Today’s employees are also expected to deliver a much higher output than before as they work harder to get their own work and that of their former colleagues done.

What is needed is a new social conscience paradigm – a strategy that leads to employment opportunities, fair treatment of existing employees and a profit for employers.  

The South African economy’s inability to create sufficient jobs for purposes of unemployment reduction was again illustrated by the second quarter results of the Quarterly Employment Survey (QES).

According to QES released by Statistics South Africa, formal sector employment excluding the agricultural sector, declined by 28 000 workers compared to the first quarter of 2013. Compared to the second quarter of 2012 the number of employees working in the formal sector (excluding in the agricultural sector) increased by only 7000.

When analysed in conjunction with economic growth statistics, it becomes clear that more value is added in the production process per worker.

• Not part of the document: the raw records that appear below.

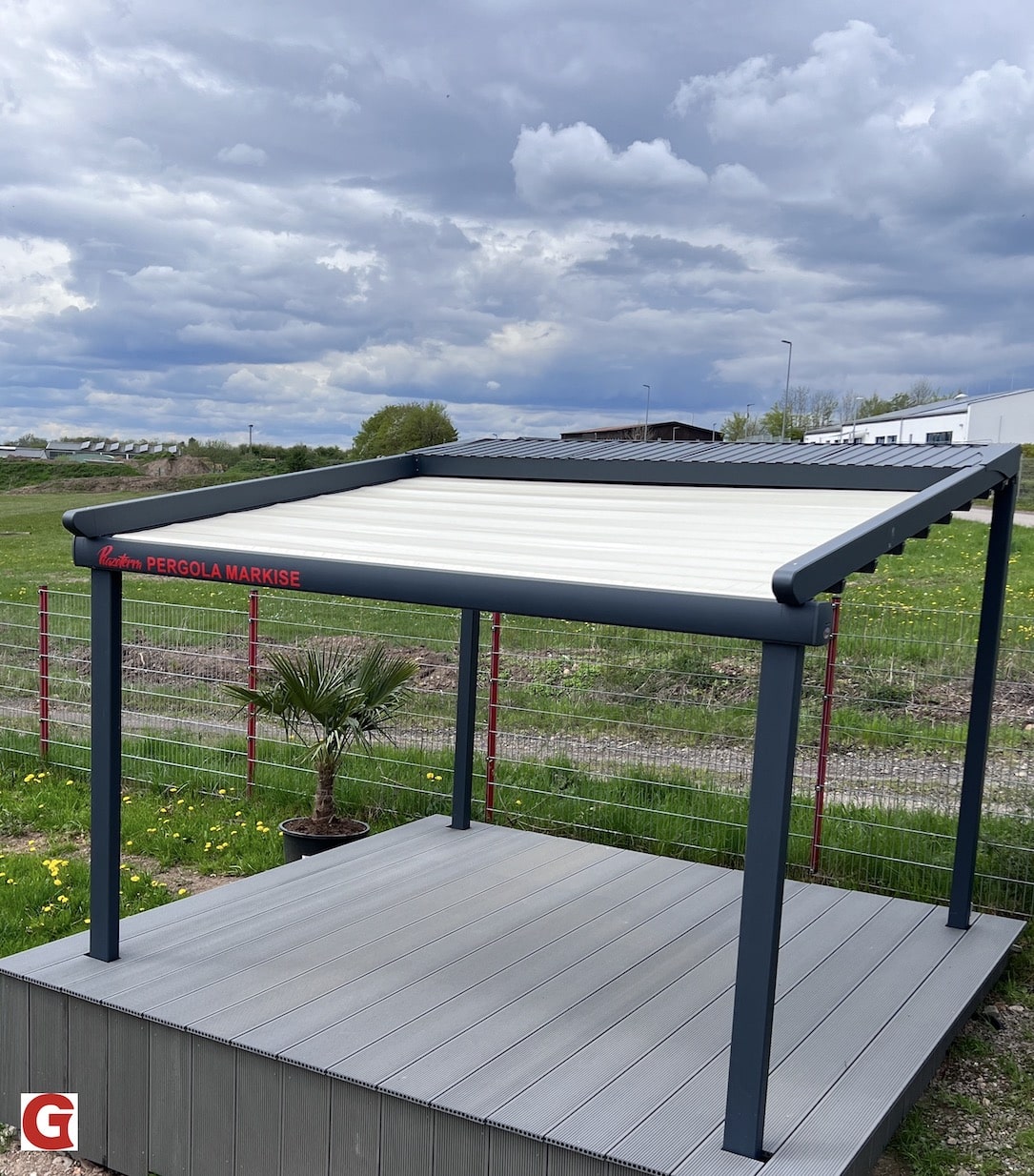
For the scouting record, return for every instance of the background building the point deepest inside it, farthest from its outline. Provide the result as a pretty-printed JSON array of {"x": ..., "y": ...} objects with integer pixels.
[
  {"x": 659, "y": 431},
  {"x": 1003, "y": 416}
]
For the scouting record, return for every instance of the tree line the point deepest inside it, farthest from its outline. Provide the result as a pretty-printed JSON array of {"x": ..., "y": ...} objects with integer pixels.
[{"x": 806, "y": 410}]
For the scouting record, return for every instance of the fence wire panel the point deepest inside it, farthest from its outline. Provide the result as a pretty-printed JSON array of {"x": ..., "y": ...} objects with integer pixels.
[
  {"x": 406, "y": 775},
  {"x": 634, "y": 735},
  {"x": 19, "y": 678}
]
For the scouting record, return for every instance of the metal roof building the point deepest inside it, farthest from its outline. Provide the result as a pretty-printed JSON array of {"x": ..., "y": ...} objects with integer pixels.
[{"x": 1004, "y": 416}]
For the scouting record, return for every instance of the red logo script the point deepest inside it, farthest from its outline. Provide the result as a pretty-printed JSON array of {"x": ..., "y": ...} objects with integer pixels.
[{"x": 50, "y": 1122}]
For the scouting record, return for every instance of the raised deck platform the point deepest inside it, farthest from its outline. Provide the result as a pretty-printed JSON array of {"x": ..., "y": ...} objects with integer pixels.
[{"x": 443, "y": 1002}]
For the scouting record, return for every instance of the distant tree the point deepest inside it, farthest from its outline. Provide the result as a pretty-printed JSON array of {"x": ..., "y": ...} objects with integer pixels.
[
  {"x": 297, "y": 457},
  {"x": 920, "y": 392},
  {"x": 738, "y": 427},
  {"x": 397, "y": 428}
]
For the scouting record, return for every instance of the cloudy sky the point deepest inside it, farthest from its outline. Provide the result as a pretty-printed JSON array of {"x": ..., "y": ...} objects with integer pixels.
[{"x": 291, "y": 214}]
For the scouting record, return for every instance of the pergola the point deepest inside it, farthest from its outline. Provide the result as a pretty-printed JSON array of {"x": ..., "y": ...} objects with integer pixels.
[{"x": 734, "y": 540}]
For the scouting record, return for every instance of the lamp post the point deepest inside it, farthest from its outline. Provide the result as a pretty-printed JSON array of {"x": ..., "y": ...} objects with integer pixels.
[{"x": 854, "y": 405}]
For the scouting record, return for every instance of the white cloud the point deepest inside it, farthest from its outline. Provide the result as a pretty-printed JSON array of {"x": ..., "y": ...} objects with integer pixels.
[
  {"x": 242, "y": 154},
  {"x": 842, "y": 80},
  {"x": 577, "y": 167},
  {"x": 34, "y": 280}
]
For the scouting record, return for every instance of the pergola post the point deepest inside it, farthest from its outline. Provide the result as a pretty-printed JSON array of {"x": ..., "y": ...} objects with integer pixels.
[
  {"x": 978, "y": 734},
  {"x": 466, "y": 717},
  {"x": 779, "y": 698},
  {"x": 106, "y": 762}
]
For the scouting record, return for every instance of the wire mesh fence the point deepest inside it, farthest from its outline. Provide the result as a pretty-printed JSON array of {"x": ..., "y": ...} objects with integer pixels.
[{"x": 640, "y": 738}]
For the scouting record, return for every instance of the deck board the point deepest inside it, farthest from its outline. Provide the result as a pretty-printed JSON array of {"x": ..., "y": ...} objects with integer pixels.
[{"x": 501, "y": 1000}]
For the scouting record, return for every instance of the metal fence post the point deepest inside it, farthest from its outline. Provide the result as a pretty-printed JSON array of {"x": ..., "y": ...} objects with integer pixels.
[
  {"x": 493, "y": 719},
  {"x": 253, "y": 681},
  {"x": 823, "y": 735},
  {"x": 466, "y": 713},
  {"x": 45, "y": 673}
]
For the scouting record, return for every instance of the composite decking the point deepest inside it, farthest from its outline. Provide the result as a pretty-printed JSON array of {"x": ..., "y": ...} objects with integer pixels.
[{"x": 487, "y": 1001}]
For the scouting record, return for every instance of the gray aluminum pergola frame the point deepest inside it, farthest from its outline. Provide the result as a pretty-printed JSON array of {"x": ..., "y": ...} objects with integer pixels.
[{"x": 943, "y": 478}]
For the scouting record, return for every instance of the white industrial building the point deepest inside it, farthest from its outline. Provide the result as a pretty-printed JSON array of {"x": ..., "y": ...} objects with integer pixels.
[{"x": 1003, "y": 416}]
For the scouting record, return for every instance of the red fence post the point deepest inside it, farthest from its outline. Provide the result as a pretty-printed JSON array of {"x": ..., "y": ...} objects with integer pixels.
[
  {"x": 823, "y": 735},
  {"x": 45, "y": 673},
  {"x": 253, "y": 681},
  {"x": 493, "y": 719}
]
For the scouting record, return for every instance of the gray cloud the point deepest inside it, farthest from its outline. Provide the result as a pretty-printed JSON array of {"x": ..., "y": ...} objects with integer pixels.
[{"x": 294, "y": 214}]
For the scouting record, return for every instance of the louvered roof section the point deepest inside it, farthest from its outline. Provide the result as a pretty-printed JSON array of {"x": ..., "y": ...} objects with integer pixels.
[
  {"x": 722, "y": 541},
  {"x": 657, "y": 534}
]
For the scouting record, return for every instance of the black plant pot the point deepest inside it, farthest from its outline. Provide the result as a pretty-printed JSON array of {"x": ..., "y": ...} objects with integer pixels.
[{"x": 304, "y": 844}]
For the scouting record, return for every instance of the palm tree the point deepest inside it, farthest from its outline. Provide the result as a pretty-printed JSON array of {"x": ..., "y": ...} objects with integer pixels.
[{"x": 330, "y": 700}]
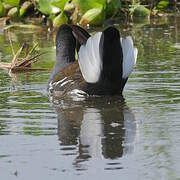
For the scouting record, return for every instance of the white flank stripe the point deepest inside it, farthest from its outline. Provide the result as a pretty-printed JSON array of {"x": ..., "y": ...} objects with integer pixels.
[
  {"x": 129, "y": 55},
  {"x": 89, "y": 59}
]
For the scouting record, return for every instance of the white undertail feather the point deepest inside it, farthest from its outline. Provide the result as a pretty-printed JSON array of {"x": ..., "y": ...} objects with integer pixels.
[
  {"x": 89, "y": 59},
  {"x": 129, "y": 55}
]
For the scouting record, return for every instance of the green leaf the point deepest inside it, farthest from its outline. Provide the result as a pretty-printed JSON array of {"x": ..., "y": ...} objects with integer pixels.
[
  {"x": 59, "y": 3},
  {"x": 94, "y": 16},
  {"x": 13, "y": 12},
  {"x": 2, "y": 10},
  {"x": 47, "y": 8},
  {"x": 112, "y": 7},
  {"x": 163, "y": 4},
  {"x": 85, "y": 5},
  {"x": 13, "y": 3}
]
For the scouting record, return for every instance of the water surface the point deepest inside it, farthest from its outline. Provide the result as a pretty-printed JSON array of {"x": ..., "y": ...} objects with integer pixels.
[{"x": 104, "y": 137}]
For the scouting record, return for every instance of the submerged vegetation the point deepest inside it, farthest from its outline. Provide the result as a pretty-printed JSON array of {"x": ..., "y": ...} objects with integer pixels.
[{"x": 84, "y": 12}]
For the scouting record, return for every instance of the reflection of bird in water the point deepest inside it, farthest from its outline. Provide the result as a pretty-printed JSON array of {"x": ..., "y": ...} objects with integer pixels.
[
  {"x": 104, "y": 63},
  {"x": 104, "y": 128}
]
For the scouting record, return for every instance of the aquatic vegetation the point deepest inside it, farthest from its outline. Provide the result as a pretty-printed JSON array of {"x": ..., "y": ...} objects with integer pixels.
[{"x": 84, "y": 12}]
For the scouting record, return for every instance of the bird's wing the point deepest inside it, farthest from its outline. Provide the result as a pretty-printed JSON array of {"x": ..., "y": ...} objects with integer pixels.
[{"x": 89, "y": 59}]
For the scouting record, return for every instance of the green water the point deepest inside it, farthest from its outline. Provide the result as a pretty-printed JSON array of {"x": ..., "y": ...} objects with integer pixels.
[{"x": 97, "y": 137}]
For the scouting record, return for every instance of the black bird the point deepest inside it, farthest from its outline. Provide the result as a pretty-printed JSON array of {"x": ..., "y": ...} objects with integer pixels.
[{"x": 104, "y": 62}]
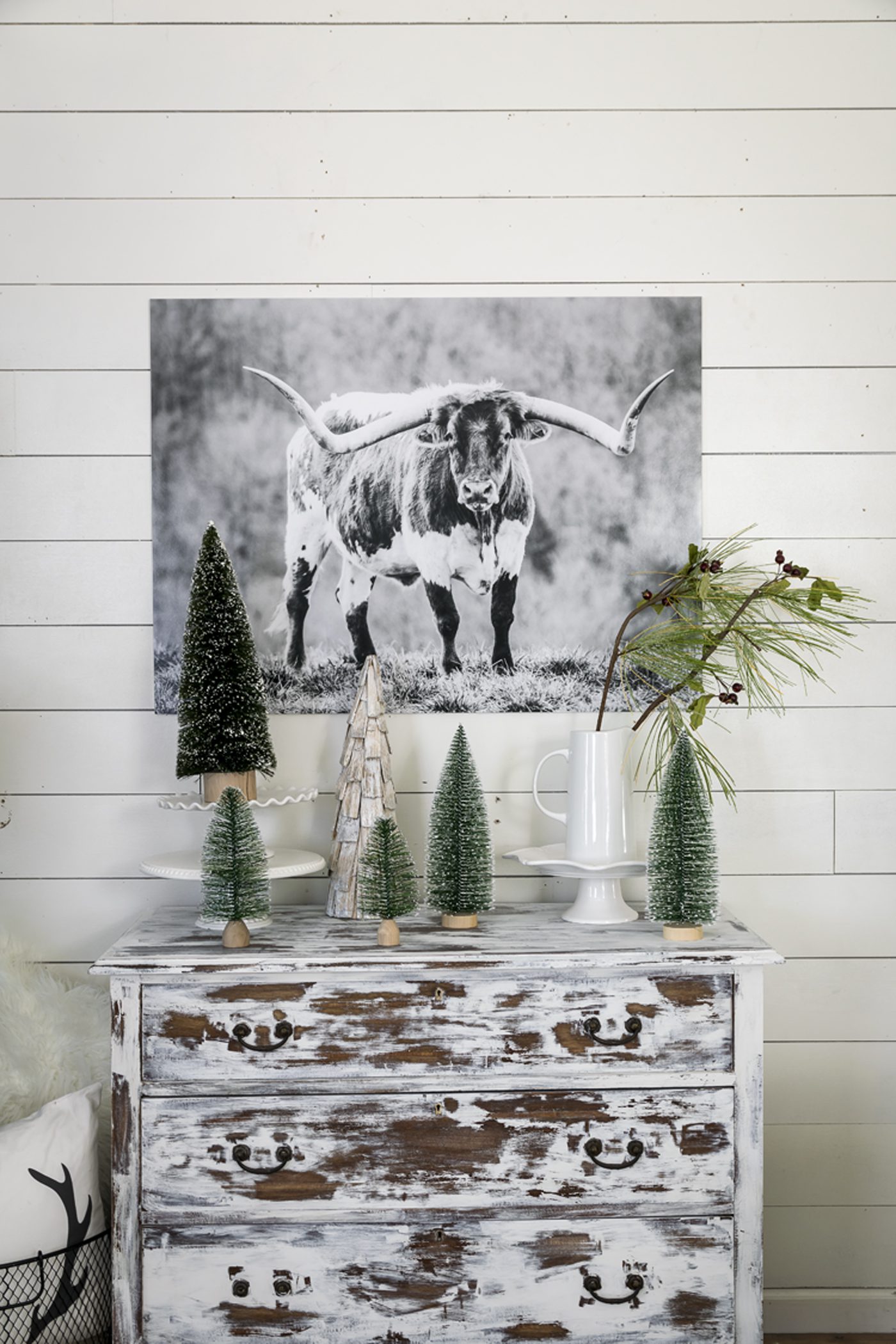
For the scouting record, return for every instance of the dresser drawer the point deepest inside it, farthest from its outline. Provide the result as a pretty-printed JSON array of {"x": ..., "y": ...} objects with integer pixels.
[
  {"x": 465, "y": 1280},
  {"x": 613, "y": 1151},
  {"x": 461, "y": 1025}
]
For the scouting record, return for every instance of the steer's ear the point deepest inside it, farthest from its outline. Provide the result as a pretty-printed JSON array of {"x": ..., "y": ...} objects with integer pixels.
[
  {"x": 535, "y": 429},
  {"x": 430, "y": 433}
]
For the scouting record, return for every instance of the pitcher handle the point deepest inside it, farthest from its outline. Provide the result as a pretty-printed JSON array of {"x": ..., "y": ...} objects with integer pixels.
[{"x": 558, "y": 816}]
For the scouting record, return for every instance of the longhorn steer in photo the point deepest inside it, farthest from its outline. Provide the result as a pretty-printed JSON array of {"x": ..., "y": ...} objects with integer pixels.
[{"x": 430, "y": 484}]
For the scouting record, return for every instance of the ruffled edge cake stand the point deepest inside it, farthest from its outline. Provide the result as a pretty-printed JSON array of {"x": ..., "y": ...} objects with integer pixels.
[
  {"x": 186, "y": 865},
  {"x": 600, "y": 895}
]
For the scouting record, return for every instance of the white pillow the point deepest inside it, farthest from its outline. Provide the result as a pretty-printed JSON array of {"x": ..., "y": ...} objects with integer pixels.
[{"x": 58, "y": 1144}]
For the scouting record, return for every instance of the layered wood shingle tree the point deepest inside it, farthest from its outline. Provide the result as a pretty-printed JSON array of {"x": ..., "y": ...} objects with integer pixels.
[
  {"x": 222, "y": 714},
  {"x": 236, "y": 883},
  {"x": 683, "y": 881},
  {"x": 458, "y": 859},
  {"x": 364, "y": 790}
]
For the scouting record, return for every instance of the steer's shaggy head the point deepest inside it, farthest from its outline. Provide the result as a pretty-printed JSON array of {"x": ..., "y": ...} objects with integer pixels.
[
  {"x": 477, "y": 426},
  {"x": 477, "y": 431}
]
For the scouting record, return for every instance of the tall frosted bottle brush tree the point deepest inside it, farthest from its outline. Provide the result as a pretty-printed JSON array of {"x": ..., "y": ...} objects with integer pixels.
[
  {"x": 222, "y": 714},
  {"x": 236, "y": 883},
  {"x": 683, "y": 879},
  {"x": 458, "y": 859},
  {"x": 387, "y": 881}
]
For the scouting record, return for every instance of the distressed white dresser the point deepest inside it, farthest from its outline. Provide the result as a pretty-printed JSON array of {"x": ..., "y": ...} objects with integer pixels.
[{"x": 534, "y": 1131}]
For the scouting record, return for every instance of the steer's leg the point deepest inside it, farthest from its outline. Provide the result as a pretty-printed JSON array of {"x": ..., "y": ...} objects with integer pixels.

In the first quarter the value added per formal sector job (excluding in the agricultural sector) was R3.368 million. This increased to R3.461 million in the second quarter of 2013. The value added per formal sector job was also almost 7% higher when compared to the second quarter of 2012.

The above numbers can also be interpreted in another way, namely the output created per person. In this context it is clear that the output per person is increasing, suggesting that less formal sector workers are needed to create the same output.

Whilst the above suggests higher productivity, it is also a worrying phenomenon, especially when viewed in the context of job losses in a country such as South Africa with almost 8 million people unemployed (according to the expanded definition of unemployment) in the second quarter of 2013.

For instance, in the beleaguered mining sector some 23 000 formal mining jobs had been lost over the year since the second quarter of 2012, whilst gross worker earnings increased by almost R1 billion. This means that the average gross worker earnings increased 8.9% over the year between the second quarter of 2012 and second quarter of 2013. Put differently, had no jobs been lost and the number of employed workers remained constant throughout, the average increase in gross earnings would only have been 4.1%. So 23 000 workers had to be sacrificed for an additional increase of 4.8 percentage points.

The same phenomenon – sacrificing workers for higher wages occurred in the manufacturing industry.

Notwithstanding the above, listed mining and manufacturing companies continue to post healthy profits an annual basis. This changes the above inferences as it means that workers are sacrificed in order to assure shareholders of higher profits.

In short, in order to make the rich richer, the number of poor people must increase. This is not sustainable and a different way of thinking is needed by especially corporate management and shareholders.   

Increased employment opportunities might mean lower profits in the short term, but increased economic activity by workers who have money to spend will lead to super profits in the long run.